Sie sind seit über drei Jahren mit dem Sofi Göttingen an dem bundesweiten Forschungsprojekt zur Frage des Zusammenhalts unserer Gesellschaft beteiligt. In diesem Jahr sollen Sie dem Bundesbildungs-ministerium den Abschlussbericht vorlegen. Wie beurteilen Sie in diesem Zusammenhang den plötzlichen Ruck in der deutschen Gesellschaft, der Hundertausende auf die Straße treibt?

Berthold Vogel: Zunächst – wir hoffen auf Fortsetzung unserer Forschungen und sind dem BMBF sehr dankbar, dass es weitere Jahre für die sozialwissenschaftliche Zusammenhaltsforschung in Aussicht stellt.

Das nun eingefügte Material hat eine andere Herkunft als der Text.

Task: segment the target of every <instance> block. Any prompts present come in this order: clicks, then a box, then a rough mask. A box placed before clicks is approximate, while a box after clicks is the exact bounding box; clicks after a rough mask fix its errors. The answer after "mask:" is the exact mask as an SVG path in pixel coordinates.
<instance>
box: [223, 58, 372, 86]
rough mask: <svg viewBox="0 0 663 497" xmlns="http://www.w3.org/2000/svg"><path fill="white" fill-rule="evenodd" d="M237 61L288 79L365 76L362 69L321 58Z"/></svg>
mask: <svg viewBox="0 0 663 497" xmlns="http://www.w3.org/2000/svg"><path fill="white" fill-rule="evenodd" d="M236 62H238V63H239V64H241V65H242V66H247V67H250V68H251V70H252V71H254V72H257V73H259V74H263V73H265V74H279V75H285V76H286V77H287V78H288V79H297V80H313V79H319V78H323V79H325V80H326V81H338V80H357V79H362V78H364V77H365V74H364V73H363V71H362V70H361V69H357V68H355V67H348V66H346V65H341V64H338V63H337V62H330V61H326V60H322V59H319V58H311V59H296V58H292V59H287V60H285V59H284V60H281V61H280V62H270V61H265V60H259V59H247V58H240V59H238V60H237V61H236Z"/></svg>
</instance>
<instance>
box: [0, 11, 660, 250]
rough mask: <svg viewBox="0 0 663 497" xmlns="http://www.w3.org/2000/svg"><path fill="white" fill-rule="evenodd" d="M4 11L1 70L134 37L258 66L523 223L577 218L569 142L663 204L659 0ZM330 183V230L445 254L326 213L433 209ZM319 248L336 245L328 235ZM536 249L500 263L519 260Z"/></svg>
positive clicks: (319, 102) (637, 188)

Doch um auf Ihre Frage zu kommen: Mich überrascht dieser Ruck nicht, es brauchte wohl eine Initialzündung. Denn wir sehen in unserer Forschung seit vielen Jahren zwar wachsende autoritäre Neigungen und extremistisches Wahlverhalten gerade im ländlichen und kleinstädtischen Raum Ostdeutschlands. Man kann dort geradezu von einer rechtsextremen Kultur sprechen, die sich stabilisiert hat und deren Wurzeln bis weit in die Zeiten der DDR zurückreichen, in denen sich daher keineswegs nur Nachwendeerfahrungen spiegeln.
Aber wir sehen in unserer Forschung zu Sozialen Orten und gesellschaftlichem Zusammenhalt auch, wie viele von der Öffentlichkeit unbemerkte Neuerer und demokratisch Aktive es gibt – auch und gerade in Thüringen oder Sachsen. Insofern ist es ein positives Signal, dass im ländlichen Raum nun endlich diejenigen sichtbar werden, die die Demokratie vor Ort verteidigen, oft im Stillen und in der Regel von den Medien unbemerkt. Denn auch die Wissenschaft schenkt eher denen Aufmerksamkeit, die durch Radikalität und Menschenfeindlichkeit auffallen. Aber es gibt eben die Mehrheit derjenigen, die darum wissen, dass Demokratie und Freiheit zu bewahrende Güter sind. Und dieses Bewahren beginnt nicht in Berlin, sondern vor Ort, in Rudolstadt, in Zittau, auf dem Dorf im Thüringer Schiefergebirge. Wir könnten auch sagen: die Demokratie wird auf dem Land und in der Kleinstadt verteidigt.

„Wer sich für Demokratie engagiert, darf nicht zum Freiwild für Extremisten werden“

Jutta Roitsch: Was müsste in der Öffentlichkeit geschehen, wenn die Proteste mehr sein sollen als eine erregte Empörung über ein öffentlich gewordenes Treffen von Rechtsextremen in einem Brandenburger Hotel?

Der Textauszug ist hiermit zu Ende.